Corporate bond markets have continued to take advantage of the relative improvement in expectations dominating the world’s financial markets. As in the previous month, in October private debt activity was characterized by two aspects. The first, the fall in spreads of the main indices. The second, the continuing large volumes of emissions and purchases.
In the first nine months of the year, the global volume of corporate bonds issued was 6% higher than the figure for the same period a year ago. In the United States, improved monetary conditions related to the Fed’s QE as well as the recovery in sustainable growth prospects have pushed private investors to look for assets with a more aggressive yield and risk profile, such as high yield bonds. Many firms, taking advantage of this renewed appetite for risk, have intensified the rate they issue debt and at very low financing costs, in some sector even surpassing the financing requirements and therefore accumulating liquidity.

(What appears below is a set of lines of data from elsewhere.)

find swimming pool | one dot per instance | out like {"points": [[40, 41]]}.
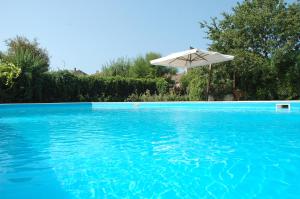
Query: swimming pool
{"points": [[150, 150]]}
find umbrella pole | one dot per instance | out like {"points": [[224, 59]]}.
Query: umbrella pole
{"points": [[208, 81]]}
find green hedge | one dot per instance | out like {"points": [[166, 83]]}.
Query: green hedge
{"points": [[64, 86]]}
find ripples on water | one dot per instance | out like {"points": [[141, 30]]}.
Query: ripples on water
{"points": [[148, 153]]}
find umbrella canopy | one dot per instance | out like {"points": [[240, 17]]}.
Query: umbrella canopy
{"points": [[192, 58]]}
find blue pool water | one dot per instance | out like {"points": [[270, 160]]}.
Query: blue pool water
{"points": [[149, 150]]}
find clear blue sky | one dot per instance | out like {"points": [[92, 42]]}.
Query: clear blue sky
{"points": [[87, 34]]}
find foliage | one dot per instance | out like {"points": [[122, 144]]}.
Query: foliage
{"points": [[32, 60], [148, 97], [264, 37], [139, 67], [8, 73], [64, 86]]}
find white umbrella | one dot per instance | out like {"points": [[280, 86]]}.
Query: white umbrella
{"points": [[193, 58]]}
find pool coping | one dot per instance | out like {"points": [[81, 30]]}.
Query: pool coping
{"points": [[158, 102]]}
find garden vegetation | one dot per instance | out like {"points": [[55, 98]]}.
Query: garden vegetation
{"points": [[263, 35]]}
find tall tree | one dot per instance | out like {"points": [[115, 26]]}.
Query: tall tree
{"points": [[264, 37], [32, 60]]}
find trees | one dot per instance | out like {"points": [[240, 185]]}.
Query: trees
{"points": [[32, 61], [8, 73], [138, 67], [264, 37]]}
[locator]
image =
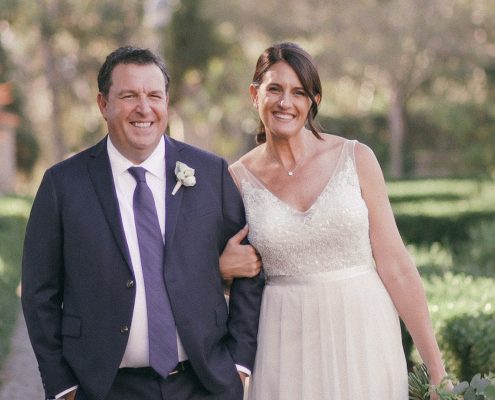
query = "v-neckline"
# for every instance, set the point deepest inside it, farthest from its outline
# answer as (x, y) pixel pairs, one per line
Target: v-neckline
(317, 198)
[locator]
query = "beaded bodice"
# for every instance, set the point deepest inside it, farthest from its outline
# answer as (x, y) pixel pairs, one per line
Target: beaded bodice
(332, 234)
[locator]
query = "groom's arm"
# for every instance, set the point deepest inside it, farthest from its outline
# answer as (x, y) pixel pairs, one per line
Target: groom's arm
(245, 293)
(42, 288)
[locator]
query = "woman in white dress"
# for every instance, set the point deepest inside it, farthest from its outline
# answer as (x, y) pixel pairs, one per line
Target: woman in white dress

However, the most significant news comes from the euro area. Europe’s primary market continues to benefit from the window of opportunity opened up by the European Central Bank after its meeting on 6 September.
On that occasion, in addition to committing itself to providing financial support to economies in difficulty, the institution also relaxed rules on the collateral banks can discount at the ECB. In fact, given the improved expectations of success for the euro area’s monetary and fiscal union, companies have resorted to these markets in search for financing under affordable conditions. During October, this trend consolidated, of note being the rise in emissions by companies from peripheral countries and their good acceptance by international investors.
In this section we must also mention the revision carried out by Standard & Poor’s and Moody’s of the credit rating for Spain’s financial system. Both agencies, after announcing that they were leaving Spain’s sovereign debt rating one notch above «junk bonds», have lowered the rating of several banks but not as much as had been feared. In their opinion, Spain’s three main banks deserve an investment grade rating, something that provides significant support for the senior debt spread in the short and medium term.